Mixtures of 1-butyl-3-methylimidazolium tetrafluoroborate ionic liquid and acetonitrile: a molecular simulation

TL;DR

This study develops and validates a molecular simulation force field for mixtures of ionic liquids and acetonitrile, accurately predicting thermodynamic, structural, and transport properties across all compositions.

Contribution

It introduces a new force field approach that effectively models mixtures of ionic liquids and acetonitrile, validated against experimental data.

Findings

Scaled-charge model best reproduces experimental data

Force field accurately predicts all transport properties

Model validity is independent of mixture composition

Abstract

Recently, we introduced a new force field (FF) to simulate transport properties of imidazolium-based room-temperature ionic liquids (RTILs) using a solid physical background. In the present work, we apply this FF to derive thermodynamic, structure, and transport properties of the mixtures of 1-butyl-3-methylimidazolium tetrafluoroborate, [BMIM][BF4], and acetonitrile (ACN) over the whole composition range. Three approaches to derive a force field are formulated based on different treatments of the ion-ion and ion-molecule Coulomb interactions using unit-charge, scaled-charge and floating-charge approaches. The simulation results are justified with the help of experimental data on specific density and shear viscosity for these mixtures.

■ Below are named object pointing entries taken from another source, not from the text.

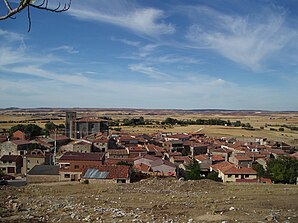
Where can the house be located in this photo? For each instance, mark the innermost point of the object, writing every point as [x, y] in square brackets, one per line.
[157, 166]
[14, 147]
[100, 144]
[195, 148]
[182, 137]
[241, 160]
[205, 162]
[117, 154]
[224, 152]
[294, 155]
[35, 158]
[127, 140]
[80, 127]
[277, 153]
[174, 145]
[155, 150]
[163, 168]
[229, 172]
[11, 164]
[145, 159]
[136, 151]
[43, 174]
[20, 135]
[185, 160]
[117, 174]
[82, 146]
[72, 164]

We find that a phenomenological account (particularly, simple scaled-charge model) of electronic polarization leads to the best-performing model. Remarkably, its validity does not depend on the molar fraction of [BMIM][BF4] in the mixture. The derived FF is so far the first molecular model which is able to simulate all transport properties of the mixtures, comprising RTIL and ACN, fully realistically.